Updated Sep 8, 2020, 07:50pm EDT

TOPLINE

 The Federal Trade Commission is investigating Intuit over allegations it deliberately diverted eligible TurboTax users away from free filing options through deceptive marketing.

KEY FACTS

The FTC has been investigating Intuit for more than a year, according to a court filing first reported by ProPublica on Tuesday.

The agency is probing whether Intuit broke the law by pushing customers eligible for the IRS Free File program into paid TurboTax services through misleading marketing.

The investigation comes after a series of reports from ProPublica found that Intuit and H&R Block hid its Free File service on Google search and used deceptive design in order to make the free option harder to find.

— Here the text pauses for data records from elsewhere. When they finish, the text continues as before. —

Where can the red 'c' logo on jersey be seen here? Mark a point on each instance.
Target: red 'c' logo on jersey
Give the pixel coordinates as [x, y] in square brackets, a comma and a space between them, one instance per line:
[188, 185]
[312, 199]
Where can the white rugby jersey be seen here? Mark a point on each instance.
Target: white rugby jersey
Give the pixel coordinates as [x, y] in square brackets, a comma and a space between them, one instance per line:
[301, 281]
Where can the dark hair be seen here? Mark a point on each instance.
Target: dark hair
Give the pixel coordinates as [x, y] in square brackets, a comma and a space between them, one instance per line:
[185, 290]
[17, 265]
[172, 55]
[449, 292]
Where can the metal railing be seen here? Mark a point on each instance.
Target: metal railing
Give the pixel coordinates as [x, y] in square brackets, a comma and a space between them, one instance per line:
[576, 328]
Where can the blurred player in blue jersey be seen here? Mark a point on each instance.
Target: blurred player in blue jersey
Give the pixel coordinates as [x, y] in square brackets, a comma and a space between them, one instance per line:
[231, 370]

Intuit in July asked FTC commissioners to limit the scope of the investigation, claiming the agency asked for documents effectively expanding the probe into “a full-fledged audit of Intuit’s business practices, Intuit’s relationship with the IRS and even whether Intuit has ever sought or claimed a tax deduction for its charitable giving”—but a bipartisan order written by Commissioner Noah Phillips rejected the company’s request last month.

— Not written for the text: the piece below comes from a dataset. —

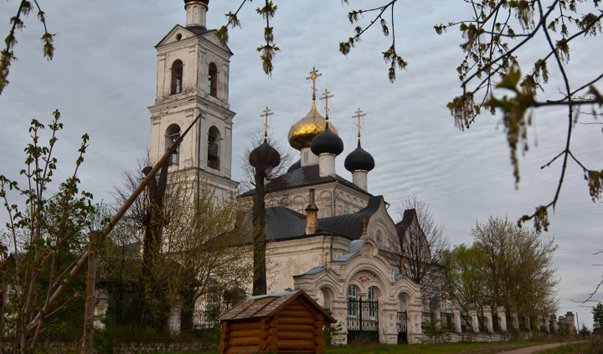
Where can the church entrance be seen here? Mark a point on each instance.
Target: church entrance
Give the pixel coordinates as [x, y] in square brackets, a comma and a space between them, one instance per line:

In a statement, Intuit spokesman Rick Heineman said that “TurboTax prominently and transparently discloses the price of its paid products and is at all times clear and fair with its customers.” The FTC did not immediately respond to a request for comment.

Key background

This isn’t the first investigation into the FreeFile program. The New York State Department of Financial Services released a report in July concluding that the for-profit tax industry “exploited” the Free File program to “drive their own profits at the expense of low-income taxpayers.” A Senate investigation confirmed that Intuit, H&R Block, TaxHawk, Drake and TaxSlayer excluded the Free File program from search engines. That investigation also found that the IRS conducted little oversight over the program.

Tangent

Tax companies have long agreed to offer the IRS Free File program, but in exchange, the IRS pledged not to create its own free tax filing system to compete with them, according to ProPublica. In general, the tax return preparation industry has opposed government efforts to make filing taxes easier, which would essentially decimate their business.